On the one hand, we have a reality of planetary problems that are all-encompassing and non-negotiable. There is no part of our lives that will remain un-impacted by the planetary crisis we face (or that can remain unchanged in the face such challenges), and the timelines we face for dealing with the parts of that crisis are determined not by political choice, but by physics, biology and large, slow forces like demographics. If we do not act quickly and boldly enough, we lose, period. No points for trying…
On the other hand, we here in the U.S. have a political system drenched in a carbon-lobby-funded denialism and a conventional wisdom about our national priorities that has remained essentially unchanged for 30 years. Inside the Beltway, “realism” is defined by the limits of ideology and conventional wisdom about the politically possible. Corruption is all but open. Facts are not really part of the debate, much less paradigm-tearing realities.
It seems to me that to continue trying to win progress on sustainability and planetary responsibility within that Beltway debate is a doomed project. Yet, like the generals of World War I, progressive NGO leaders, funders and media keep committing essentially all their resources to frontal assaults that end, time and time again, the same way. Billions of dollars have been spent, tens of thousands of activists burned out, movement morale depleted, years wasted, and we are, if anything, in a worse and less tenable position than we used to be. Every limited victory the climate movement has won —in Paris, on divestment, on pipelines and coal terminals, on clean energy policy — has left us with a still-widening gap between our achievements and the scale and speed of the emissions cuts we actually need. Victory, in our situation, means not just getting the results we need, but getting them fast enough to forestall catastrophe.
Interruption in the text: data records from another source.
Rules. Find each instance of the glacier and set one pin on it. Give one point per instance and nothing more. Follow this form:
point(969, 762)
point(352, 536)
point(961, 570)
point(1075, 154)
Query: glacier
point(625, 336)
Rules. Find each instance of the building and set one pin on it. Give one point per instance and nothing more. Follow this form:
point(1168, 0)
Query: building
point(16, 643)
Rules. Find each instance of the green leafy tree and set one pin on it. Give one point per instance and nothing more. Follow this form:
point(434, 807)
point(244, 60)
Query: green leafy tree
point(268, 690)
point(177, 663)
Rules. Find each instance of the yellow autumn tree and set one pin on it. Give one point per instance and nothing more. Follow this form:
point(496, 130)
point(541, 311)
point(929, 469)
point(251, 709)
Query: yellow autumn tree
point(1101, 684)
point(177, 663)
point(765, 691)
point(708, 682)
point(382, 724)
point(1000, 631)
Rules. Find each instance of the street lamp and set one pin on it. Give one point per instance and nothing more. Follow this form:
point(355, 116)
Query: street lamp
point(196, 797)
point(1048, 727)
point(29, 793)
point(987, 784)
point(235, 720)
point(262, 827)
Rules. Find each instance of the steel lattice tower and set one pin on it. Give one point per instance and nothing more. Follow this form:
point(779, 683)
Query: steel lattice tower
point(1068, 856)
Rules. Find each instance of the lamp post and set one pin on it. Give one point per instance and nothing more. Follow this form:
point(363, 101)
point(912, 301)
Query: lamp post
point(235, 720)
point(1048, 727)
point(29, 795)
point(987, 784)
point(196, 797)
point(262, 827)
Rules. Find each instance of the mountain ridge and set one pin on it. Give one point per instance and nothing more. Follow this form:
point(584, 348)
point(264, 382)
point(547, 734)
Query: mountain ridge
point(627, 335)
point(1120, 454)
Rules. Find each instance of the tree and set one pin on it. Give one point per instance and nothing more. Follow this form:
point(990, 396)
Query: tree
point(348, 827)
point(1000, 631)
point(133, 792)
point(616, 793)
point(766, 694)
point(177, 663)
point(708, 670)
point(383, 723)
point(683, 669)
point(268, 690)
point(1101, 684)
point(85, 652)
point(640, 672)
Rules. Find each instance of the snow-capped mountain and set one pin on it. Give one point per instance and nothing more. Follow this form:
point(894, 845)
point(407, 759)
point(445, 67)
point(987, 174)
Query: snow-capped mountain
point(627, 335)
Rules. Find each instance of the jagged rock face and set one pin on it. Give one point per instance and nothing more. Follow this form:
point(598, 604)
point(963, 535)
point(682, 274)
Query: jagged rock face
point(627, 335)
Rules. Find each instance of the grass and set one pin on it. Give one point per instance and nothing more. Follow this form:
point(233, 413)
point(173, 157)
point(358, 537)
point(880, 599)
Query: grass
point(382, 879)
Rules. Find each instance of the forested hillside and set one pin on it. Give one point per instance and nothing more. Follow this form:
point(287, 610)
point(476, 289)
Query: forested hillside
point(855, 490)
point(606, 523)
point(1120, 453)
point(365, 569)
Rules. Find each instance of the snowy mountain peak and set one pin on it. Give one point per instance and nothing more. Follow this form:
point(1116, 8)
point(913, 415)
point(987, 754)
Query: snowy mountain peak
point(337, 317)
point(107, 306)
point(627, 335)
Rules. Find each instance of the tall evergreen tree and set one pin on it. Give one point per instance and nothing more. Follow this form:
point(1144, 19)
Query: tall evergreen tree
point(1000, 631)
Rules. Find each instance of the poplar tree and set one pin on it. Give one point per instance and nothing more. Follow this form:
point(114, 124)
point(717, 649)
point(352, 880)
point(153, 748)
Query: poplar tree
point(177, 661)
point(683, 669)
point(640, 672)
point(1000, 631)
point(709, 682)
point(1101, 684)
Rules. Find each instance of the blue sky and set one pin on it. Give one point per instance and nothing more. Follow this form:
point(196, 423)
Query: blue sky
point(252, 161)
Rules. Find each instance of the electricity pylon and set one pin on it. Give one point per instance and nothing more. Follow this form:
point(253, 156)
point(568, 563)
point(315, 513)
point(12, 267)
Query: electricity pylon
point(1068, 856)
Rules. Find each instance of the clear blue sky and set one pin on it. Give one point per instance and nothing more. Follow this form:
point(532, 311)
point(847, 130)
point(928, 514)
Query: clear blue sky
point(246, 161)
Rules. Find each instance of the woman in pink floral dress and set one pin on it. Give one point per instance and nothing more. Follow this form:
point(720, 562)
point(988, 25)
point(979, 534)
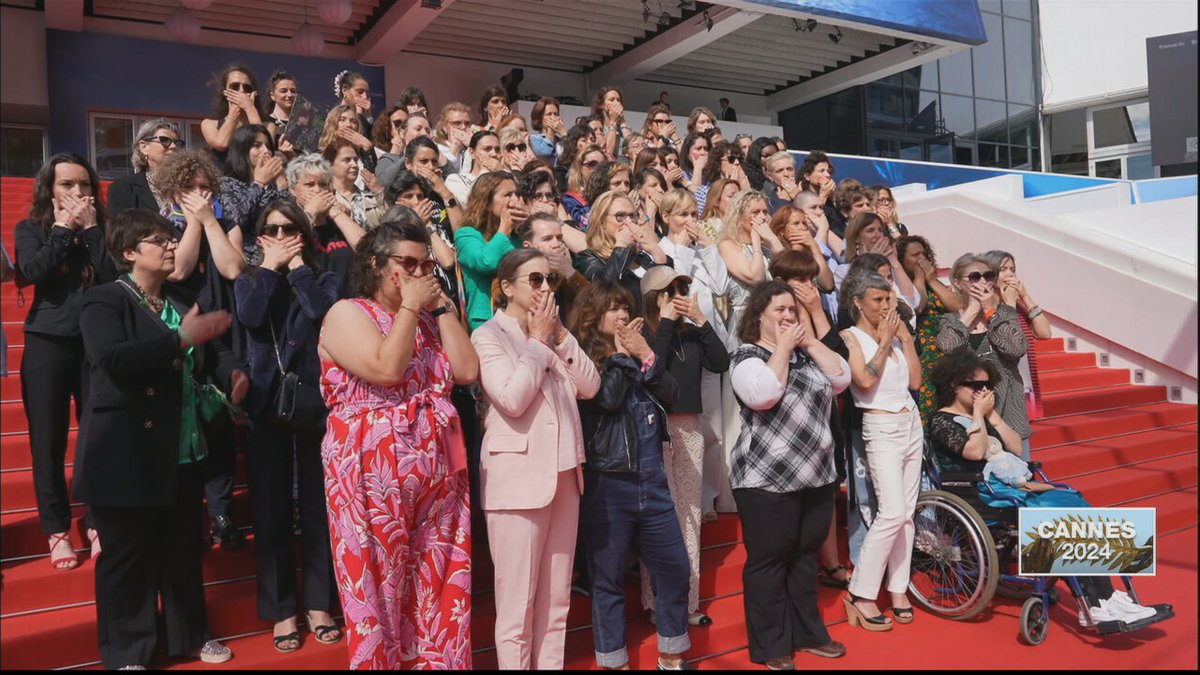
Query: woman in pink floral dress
point(394, 457)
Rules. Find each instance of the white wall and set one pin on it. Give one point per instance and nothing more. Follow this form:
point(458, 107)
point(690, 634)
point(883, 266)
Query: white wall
point(445, 79)
point(23, 81)
point(1098, 47)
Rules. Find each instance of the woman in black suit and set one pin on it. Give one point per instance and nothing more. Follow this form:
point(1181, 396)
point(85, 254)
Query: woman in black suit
point(60, 251)
point(156, 139)
point(154, 368)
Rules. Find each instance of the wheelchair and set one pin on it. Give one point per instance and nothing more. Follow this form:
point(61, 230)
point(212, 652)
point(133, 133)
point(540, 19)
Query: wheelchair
point(965, 553)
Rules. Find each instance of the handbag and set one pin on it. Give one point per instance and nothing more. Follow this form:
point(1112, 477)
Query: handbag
point(298, 405)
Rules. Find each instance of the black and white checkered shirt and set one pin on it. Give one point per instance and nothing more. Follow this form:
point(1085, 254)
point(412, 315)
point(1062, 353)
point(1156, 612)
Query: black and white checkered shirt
point(789, 446)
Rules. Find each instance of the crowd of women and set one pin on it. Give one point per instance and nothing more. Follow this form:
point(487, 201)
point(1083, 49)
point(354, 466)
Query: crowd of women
point(592, 338)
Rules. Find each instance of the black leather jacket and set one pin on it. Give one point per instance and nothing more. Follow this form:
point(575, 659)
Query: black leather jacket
point(610, 426)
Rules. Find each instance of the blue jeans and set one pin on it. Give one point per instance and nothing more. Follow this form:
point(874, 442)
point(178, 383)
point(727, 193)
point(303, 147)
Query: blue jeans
point(618, 512)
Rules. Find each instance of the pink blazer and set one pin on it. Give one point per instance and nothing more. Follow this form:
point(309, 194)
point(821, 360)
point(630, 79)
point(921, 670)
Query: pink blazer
point(523, 383)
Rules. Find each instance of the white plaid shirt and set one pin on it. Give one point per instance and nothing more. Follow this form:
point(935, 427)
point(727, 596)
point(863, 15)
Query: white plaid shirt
point(787, 447)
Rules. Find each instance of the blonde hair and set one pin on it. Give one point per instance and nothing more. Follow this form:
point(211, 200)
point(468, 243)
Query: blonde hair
point(739, 205)
point(575, 174)
point(330, 132)
point(598, 236)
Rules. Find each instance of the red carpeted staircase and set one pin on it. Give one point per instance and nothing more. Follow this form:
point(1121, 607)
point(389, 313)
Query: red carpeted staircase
point(1119, 443)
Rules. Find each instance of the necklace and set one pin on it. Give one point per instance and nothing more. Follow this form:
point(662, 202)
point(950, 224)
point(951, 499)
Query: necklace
point(154, 303)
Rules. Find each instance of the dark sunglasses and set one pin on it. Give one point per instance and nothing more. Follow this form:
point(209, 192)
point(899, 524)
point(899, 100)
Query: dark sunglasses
point(409, 264)
point(166, 142)
point(975, 276)
point(552, 279)
point(289, 230)
point(678, 287)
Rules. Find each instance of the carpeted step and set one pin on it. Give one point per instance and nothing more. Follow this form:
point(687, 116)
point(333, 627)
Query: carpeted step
point(1138, 481)
point(1066, 461)
point(34, 585)
point(15, 452)
point(1083, 378)
point(1050, 362)
point(23, 531)
point(1086, 426)
point(1175, 511)
point(1101, 399)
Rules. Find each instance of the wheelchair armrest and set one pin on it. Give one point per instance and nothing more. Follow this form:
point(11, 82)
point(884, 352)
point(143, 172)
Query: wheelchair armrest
point(961, 477)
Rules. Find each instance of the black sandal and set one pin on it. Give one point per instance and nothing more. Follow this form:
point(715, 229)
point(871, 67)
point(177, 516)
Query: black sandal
point(323, 632)
point(826, 578)
point(293, 637)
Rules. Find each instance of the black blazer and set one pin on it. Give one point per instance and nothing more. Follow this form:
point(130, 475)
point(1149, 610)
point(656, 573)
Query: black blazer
point(54, 262)
point(127, 452)
point(131, 191)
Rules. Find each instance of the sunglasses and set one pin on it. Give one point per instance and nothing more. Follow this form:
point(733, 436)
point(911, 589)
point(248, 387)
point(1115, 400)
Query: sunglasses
point(288, 230)
point(976, 276)
point(409, 264)
point(166, 142)
point(678, 287)
point(162, 240)
point(552, 280)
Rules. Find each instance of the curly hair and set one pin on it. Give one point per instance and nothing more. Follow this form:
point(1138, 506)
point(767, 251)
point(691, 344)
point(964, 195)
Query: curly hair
point(479, 207)
point(587, 314)
point(954, 369)
point(178, 168)
point(399, 225)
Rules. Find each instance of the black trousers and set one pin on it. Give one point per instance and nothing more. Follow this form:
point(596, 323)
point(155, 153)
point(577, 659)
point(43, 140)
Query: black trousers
point(151, 551)
point(53, 370)
point(783, 533)
point(276, 458)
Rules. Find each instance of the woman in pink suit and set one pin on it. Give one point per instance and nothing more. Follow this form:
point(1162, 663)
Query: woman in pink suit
point(532, 371)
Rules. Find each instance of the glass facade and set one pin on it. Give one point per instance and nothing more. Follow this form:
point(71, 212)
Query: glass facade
point(975, 107)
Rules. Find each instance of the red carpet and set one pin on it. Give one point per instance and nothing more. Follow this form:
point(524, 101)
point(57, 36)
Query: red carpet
point(1117, 442)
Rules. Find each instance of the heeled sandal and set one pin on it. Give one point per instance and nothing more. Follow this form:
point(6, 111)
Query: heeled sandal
point(65, 561)
point(855, 616)
point(826, 578)
point(322, 632)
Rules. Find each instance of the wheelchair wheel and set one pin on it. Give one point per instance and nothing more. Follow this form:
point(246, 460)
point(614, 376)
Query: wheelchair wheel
point(954, 562)
point(1035, 620)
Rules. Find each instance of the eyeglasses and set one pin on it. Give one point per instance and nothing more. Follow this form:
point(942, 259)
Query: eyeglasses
point(975, 276)
point(288, 230)
point(678, 287)
point(162, 240)
point(537, 279)
point(166, 142)
point(409, 264)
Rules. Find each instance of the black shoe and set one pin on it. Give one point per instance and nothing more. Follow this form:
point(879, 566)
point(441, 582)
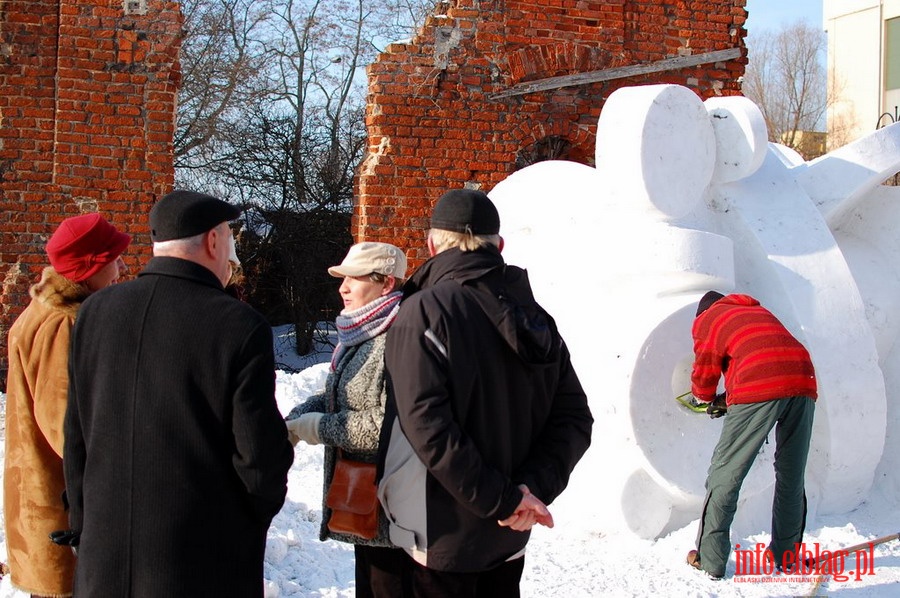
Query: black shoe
point(693, 559)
If we want to win, we need to rethink our strategy. I believe that means starting with understanding that the D.C. debate is not the battlefield we ought to be fighting on and that our traditional strategic package (the campaign plans, strategic communications, lobbying efforts, etc.) is no longer a functional battle plan. Myriad better, more innovative approaches are possible.
Of course, as an industry, the progressive NGO-funder-media complex suffers from exactly the same kinds of limitations as any other industry, particularly the problem of sunk-cost expertise: when leadership has skill and expertise in one approach, and doesn’t understand (much less have mastery over) newer approaches, it will quite often work harder to avoid change than to prepare for it. Those who are used to thinking of themselves as players in the national debate, people of influence in DC circles, canny insiders, etc. have been fighting fiercely for years against any change in strategy. There’s no reason to expect them to change now. To the old guard, victory is always just one more frontal assault away. Over the top again, boys, and this time we’ll win.
This is the opposite of good strategy.
“If your enemy is secure at all points, anticipate him. If he is superior in strength, evade him. If your opponent is temperamental, irritate him. Pretend to be weak, that he may grow arrogant. If he is taking his ease, give him no rest. If his forces are united, separate them. If sovereign and subject are in accord, sow division between them. Attack him where he is unprepared, appear where you are not expected. … The intelligent general imposes his will on the enemy, but does not allow the enemy’s will to be imposed on him.” — Sun Tzu
If ever there were a time for a revolt of the young guard, a reinvention of strategy, a refusal to fight in already lost battles, a need to out-think the opposition using non-linear approaches, it is now.